Un successo diplomatico
La Spagna cedette infatti Gibilterra alla Corona britannica nel 1713 con il trattato di Utrecht, ma da allora non ha mai rinunciato a rivendicarne la sovranità, una questione che ha provocato periodiche tensioni tra Madrid e Londra. Per oltre mezzo secolo la frontiera di Gibilterra è stata il simbolo di una contesa politica e identitaria.
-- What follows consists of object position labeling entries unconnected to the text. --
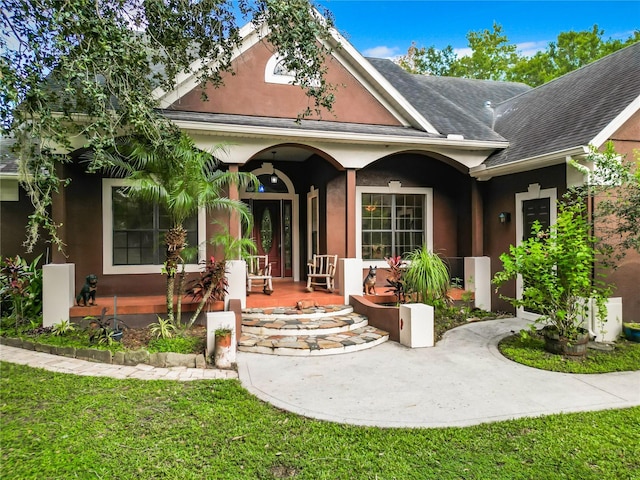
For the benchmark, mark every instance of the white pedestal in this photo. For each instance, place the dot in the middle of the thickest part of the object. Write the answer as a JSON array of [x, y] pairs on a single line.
[[611, 328], [350, 277], [237, 282], [477, 279], [215, 321], [58, 286], [416, 325]]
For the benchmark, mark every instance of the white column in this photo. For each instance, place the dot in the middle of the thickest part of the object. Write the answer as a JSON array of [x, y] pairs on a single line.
[[350, 277], [237, 282], [477, 279], [416, 325], [58, 286]]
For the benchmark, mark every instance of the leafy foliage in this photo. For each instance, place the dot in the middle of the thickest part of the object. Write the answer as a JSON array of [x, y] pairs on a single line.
[[556, 267], [82, 73], [427, 275], [21, 289], [494, 58]]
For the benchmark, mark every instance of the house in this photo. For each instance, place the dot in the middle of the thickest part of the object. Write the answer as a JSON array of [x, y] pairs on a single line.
[[461, 165]]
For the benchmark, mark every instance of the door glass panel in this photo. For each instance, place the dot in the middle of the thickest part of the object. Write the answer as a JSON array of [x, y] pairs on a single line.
[[266, 231]]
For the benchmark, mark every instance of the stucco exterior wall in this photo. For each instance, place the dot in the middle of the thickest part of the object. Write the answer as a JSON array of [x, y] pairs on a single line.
[[499, 196], [246, 93]]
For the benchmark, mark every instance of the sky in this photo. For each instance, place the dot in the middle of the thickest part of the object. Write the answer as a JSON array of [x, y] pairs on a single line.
[[386, 28]]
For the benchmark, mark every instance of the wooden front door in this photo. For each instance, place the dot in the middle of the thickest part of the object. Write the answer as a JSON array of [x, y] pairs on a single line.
[[272, 231]]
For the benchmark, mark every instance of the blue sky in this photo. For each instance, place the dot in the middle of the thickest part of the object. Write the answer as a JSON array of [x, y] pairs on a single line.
[[386, 28]]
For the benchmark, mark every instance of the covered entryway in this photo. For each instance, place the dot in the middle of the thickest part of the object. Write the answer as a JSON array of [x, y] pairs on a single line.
[[275, 208]]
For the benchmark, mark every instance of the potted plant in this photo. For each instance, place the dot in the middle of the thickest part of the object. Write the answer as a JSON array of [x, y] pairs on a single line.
[[556, 267]]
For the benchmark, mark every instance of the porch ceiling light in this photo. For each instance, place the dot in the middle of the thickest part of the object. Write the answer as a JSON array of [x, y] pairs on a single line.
[[274, 177]]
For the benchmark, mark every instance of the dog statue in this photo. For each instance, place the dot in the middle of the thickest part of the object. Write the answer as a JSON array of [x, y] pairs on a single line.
[[369, 282], [304, 304], [88, 291]]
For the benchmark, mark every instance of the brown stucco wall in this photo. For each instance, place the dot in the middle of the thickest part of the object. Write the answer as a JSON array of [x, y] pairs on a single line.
[[246, 93], [499, 196], [626, 275]]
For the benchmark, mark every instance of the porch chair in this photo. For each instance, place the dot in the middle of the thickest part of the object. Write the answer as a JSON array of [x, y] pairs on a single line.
[[259, 269], [320, 272]]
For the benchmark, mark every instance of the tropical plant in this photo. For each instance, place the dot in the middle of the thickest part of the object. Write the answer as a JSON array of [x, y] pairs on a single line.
[[63, 327], [21, 289], [182, 179], [557, 271], [427, 275], [164, 328]]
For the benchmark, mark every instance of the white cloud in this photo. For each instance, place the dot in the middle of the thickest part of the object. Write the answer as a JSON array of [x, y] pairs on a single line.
[[381, 52]]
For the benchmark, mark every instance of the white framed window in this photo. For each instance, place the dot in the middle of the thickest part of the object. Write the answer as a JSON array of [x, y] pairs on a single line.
[[133, 233], [392, 220]]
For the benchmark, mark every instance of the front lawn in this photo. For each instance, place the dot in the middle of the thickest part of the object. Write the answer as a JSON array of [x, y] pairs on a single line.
[[58, 426], [529, 350]]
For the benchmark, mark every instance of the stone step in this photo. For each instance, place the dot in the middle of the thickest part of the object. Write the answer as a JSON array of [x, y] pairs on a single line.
[[305, 345], [301, 325], [292, 312]]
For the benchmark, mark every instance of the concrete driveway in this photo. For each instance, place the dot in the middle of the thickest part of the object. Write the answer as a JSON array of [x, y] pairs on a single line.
[[462, 381]]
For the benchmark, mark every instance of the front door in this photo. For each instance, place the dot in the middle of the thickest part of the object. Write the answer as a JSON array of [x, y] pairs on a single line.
[[272, 234]]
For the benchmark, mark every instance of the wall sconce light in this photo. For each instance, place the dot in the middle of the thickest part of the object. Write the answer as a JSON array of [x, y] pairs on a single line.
[[274, 177], [504, 217]]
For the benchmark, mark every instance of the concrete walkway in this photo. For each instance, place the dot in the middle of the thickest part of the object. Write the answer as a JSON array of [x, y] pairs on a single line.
[[464, 380]]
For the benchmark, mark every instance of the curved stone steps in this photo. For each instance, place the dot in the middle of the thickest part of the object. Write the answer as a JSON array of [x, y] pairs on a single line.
[[302, 345], [303, 325]]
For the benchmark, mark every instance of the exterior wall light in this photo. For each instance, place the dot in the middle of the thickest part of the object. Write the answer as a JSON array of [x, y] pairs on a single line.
[[504, 217]]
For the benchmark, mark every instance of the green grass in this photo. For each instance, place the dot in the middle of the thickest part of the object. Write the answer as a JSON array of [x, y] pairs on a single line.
[[530, 351], [57, 426]]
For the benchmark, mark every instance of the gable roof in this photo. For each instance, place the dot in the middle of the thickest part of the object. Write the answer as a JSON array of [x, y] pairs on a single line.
[[582, 107], [455, 106]]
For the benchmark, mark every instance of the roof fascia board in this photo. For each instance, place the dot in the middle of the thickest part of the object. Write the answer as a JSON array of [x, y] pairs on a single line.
[[185, 82], [554, 158], [607, 132], [252, 131], [367, 75]]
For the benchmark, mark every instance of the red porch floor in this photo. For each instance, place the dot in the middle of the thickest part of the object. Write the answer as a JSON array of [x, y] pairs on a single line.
[[286, 294]]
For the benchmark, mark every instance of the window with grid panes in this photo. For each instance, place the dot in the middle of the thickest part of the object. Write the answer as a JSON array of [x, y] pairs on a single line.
[[139, 229], [392, 224]]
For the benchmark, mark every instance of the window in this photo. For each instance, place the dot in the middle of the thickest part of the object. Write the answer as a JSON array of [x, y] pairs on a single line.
[[133, 233], [393, 223], [139, 229]]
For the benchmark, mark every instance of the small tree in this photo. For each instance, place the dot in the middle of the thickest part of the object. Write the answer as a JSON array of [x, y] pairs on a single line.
[[556, 267]]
Dalla chiusura totale decisa all’epoca di Franco nel 1969 fino alle tensioni seguite alla Brexit, quel breve tratto di confine ha incarnato le difficoltà delle relazioni anglo-spagnole. L’apertura di questa frontiera rappresenta più di una modifica amministrativa: è un tentativo di trasformare una linea di divisione in uno spazio di cooperazione. Dal 15 luglio 2026 la vita quotidiana di decine di migliaia di persone potrà svolgersi con meno ostacoli. Un risultato significativo di un accordo che, pur senza risolvere del tutto una controversia secolare, dimostra come la diplomazia possa trovare soluzioni pratiche anche alle crisi più complesse.